Yarra did not feel happy. Only self-disgust enveloped her heart. She had helped perpetuate death. She had assisted in the massacre of many, but for what good? Was she now a good person, because the bad guys had been killed? She did not feel so.
Even when Avice and she had celebrated that night, the sex felt short-lived. All she could think of was those people whose death she had helped made a reality.
As her lover entered her, the earlier wave of pleasure gave way to the number one vision that had been plaguing her from the first day she had met Avice; the one where he would kill her.
“You seem subdued tonight,” Avice said after they had made love.
Yarra could not bear answer him. Instead, wrapped a leg over his body and rubbed her hands along his delicate stubble. The war had made them both characters lacking in empathy.
Avice’s apathy was fuelled by the blood he had removed from his many enemies. Yarra’s indifference came from the knowledge that the man she loved would kill her in two months.
She just did not know why.
Chapter-8
One Hour Before the Present…
In any such war, there would often be scapegoats. The war between the ‘Keeper of the Blades’ and the Bloodlust Clan was no different.
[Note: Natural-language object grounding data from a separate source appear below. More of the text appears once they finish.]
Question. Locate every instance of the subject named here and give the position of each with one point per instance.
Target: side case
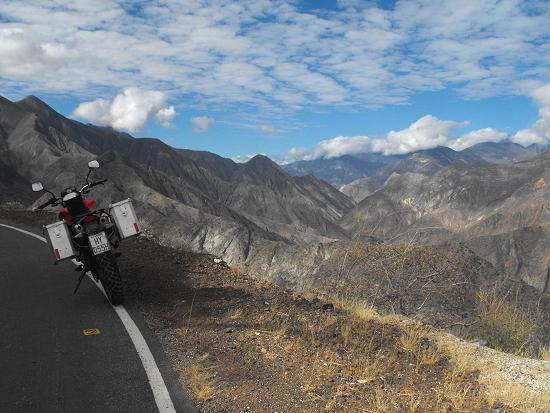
(125, 219)
(59, 240)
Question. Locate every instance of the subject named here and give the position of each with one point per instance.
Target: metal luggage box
(125, 219)
(59, 240)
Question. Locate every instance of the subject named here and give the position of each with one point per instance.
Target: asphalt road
(47, 362)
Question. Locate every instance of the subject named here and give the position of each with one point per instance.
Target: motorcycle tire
(109, 276)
Yarra was made the symbol of blame, the Joan of Arc to be held culpable for starting a two hundred year old war between them. All because she was the descendant of the Oracle.
No one cared about evidence, or about direct accountabilities in the grand scheme of things. It only mattered that she shared a particular tr
ait; that she were of the same gender, or race, or origins as the original Oracle.
All that mattered to Alicia Selleck was that a war would not happen between the vampires anymore. And that was by eradicating the Oracle.
So much for indebtedness.
All was explained the hour before Avice sneaked into her apartment that night. She was getting ready to sleep, combing her hair in front of the mirror, when the vision came.
In the vision, Alicia was sitting next to Avice. She had the demeanor of a ruthless general, with the upper curve of her lip, not in a warm smile but a cold leer of victory. It was the look one worn after a deliberate and triumphant victory over an enemy in a war motivated by greed and power.